Hay un precepto que da equilibrio a las relaciones humanas, el de justicia para todos, independientemente de raza, sexo, nacionalidad, idioma-dialecto, religión, origen o ideología política de cada individuo. Nadie vale más que nadie, esa es la garantía esencial de la dignidad humana, la que nos hace iguales en derecho.

Pero el mayor retroceso de estos en Estados Unidos se ha hecho evidente con la actual administración. Órdenes, decretos, comentarios en Twitter son expresiones tangibles de las violaciones cometidas contra sus ciudadanos, quienes residen en el país, quienes aspiran a vivir en esa nación o en otros Estados que ejercen soberanía e independencia en cuanto a qué régimen quieren darse.

Desde la burla, pasando por el desprecio y culminando en el odio, el señor Donald Trump ha dejado en múltiples tuits una impronta discriminatoria, vejatoria y humillante hacia otros seres humanos. De manera que para justificar las abusivas e intolerantes políticas de inmigración, dijo que los mexicanos que viven en EE. UU. «son traficantes de drogas, delincuentes, violadores», aun cuando cometen menos delitos que los ciudadanos nacidos en Estados Unidos.

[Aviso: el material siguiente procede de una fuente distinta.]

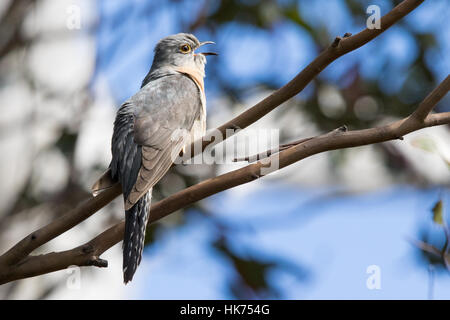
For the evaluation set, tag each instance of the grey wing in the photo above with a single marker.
(164, 112)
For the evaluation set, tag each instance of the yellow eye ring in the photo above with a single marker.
(185, 48)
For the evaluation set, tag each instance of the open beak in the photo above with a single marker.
(208, 53)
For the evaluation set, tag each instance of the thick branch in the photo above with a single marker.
(33, 266)
(17, 257)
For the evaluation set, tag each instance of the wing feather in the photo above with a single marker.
(150, 131)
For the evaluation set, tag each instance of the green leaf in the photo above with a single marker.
(438, 212)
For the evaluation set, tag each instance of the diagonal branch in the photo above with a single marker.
(16, 263)
(88, 254)
(432, 99)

Recordemos que llamó países shitholes (letrinas o de mierda) a naciones de África, del Caribe y de América Central, agregando que en su lugar Estados Unidos debía dar la bienvenida a los de la Noruega blanca.

Hay mucho más en el registro de contravenciones estadounidenses que Trump ha multiplicado. Las expresiones de racismo y odio por nacionalidad, conciencia y religión se hicieron orden cuando cerró la entrada al país de los nacionales de siete países, la mayoría de ellos árabes o musulmanes.

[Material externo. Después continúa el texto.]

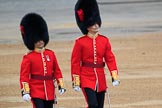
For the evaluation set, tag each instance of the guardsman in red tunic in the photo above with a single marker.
(39, 67)
(90, 54)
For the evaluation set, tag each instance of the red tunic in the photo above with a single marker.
(90, 50)
(42, 64)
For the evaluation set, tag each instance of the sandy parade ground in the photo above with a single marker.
(139, 59)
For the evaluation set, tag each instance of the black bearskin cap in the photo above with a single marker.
(87, 14)
(33, 28)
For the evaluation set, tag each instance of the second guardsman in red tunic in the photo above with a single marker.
(90, 54)
(39, 67)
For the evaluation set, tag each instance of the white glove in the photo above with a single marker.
(62, 91)
(77, 88)
(26, 97)
(115, 82)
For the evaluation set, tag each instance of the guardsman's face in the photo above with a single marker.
(39, 44)
(94, 28)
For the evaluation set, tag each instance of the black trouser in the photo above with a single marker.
(39, 103)
(94, 99)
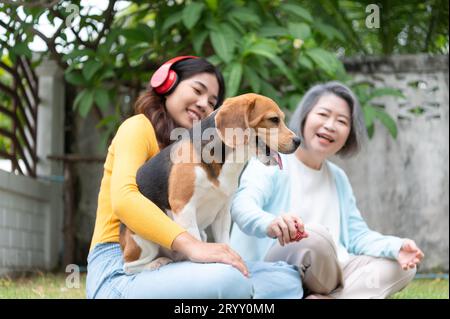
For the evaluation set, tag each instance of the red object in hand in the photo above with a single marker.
(299, 234)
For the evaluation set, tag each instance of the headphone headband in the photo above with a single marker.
(163, 74)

Con balas de goma y gases lacrimógenos recibieron los agentes de Estados Unidos a los migrantes en la frontera. Foto: Reuters

El problema es que estas expresiones y muchas otras similares —que han dado también pábulo a grupos nacionalistas blancos, neonazis, antisemitas y antimusulmanes fomentadores de violencia y acciones  terroristas—, no son los criterios de un simple hombre, sino del Presidente de la nación que, hasta ahora, ostenta la condición de ser la de mayor poderío militar y económico en el planeta.

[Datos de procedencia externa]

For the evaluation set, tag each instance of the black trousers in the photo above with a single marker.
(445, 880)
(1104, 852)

Algo así como que su palabra es ley universal. Y esa ley agrede a la vida de cientos de miles, en las guerras continuadas y en las nuevas iniciadas, sin que ni en una sola de ellas haya estado en peligro la seguridad y la integridad territorial de Estados Unidos, por tanto, constituyen agresiones, intervenciones e invasiones ilegales.

Se dice que los derechos humanos constituyen una cadena y cuando se viola uno se van quebrantando otros. De las guerras estadounidenses surgieron los «combatientes enemigos», término inventado en  época de George W. Bush, el hijo, para no dar derechos a prisioneros de guerra y la tortura se convirtió en práctica habitual y «legal», que si bien recibió repudio mundial e incluso en EE. UU. —y hasta el presidente Barack Obama prometió, sin cumplirlo, el cierre del campo de concentración de la ilegal Base Naval de Guantánamo (BNG), territorio cubano usurpado desde hace más de cien años—, Trump la ha mantenido y reutilizado, para que permanezca el desconocimiento de las personalidades jurídicas de los detenidos sin cargos ni juicios.

Como si fuera poco, para completar esa práctica abusiva, nominó a Gina Haspel —sindicada como una de las figuras involucradas muy estrechamente con la tortura y la destrucción de documentos evidenciables de esta—, como directora de la CIA, la Agencia Central de Inteligencia que dirigió esos métodos de interrogatorio y castigo en Irak, en la BNG y en un sinnúmero de cárceles secretas en oscuros rincones del mundo.

La relación se amplía, además, a lo interno. Human Rights Watch formulaba en un comentario sobre su informe anual que el Gobierno de Donald Trump «ha adoptado políticas que restringirán el acceso de las mujeres a la atención de salud reproductiva; ha abogado por cambios en los seguros de salud que dejarían a muchos estadounidenses sin acceso a servicios de salud asequibles; y ha socavado la rendición de cuentas de la policía por abuso. Trump también ha expresado su desdén por los medios de comunicación independientes y por los tribunales federales que han bloqueado algunas de sus acciones».

Sí. Este es un recuento conciso para la hipocresía de un Estado violador.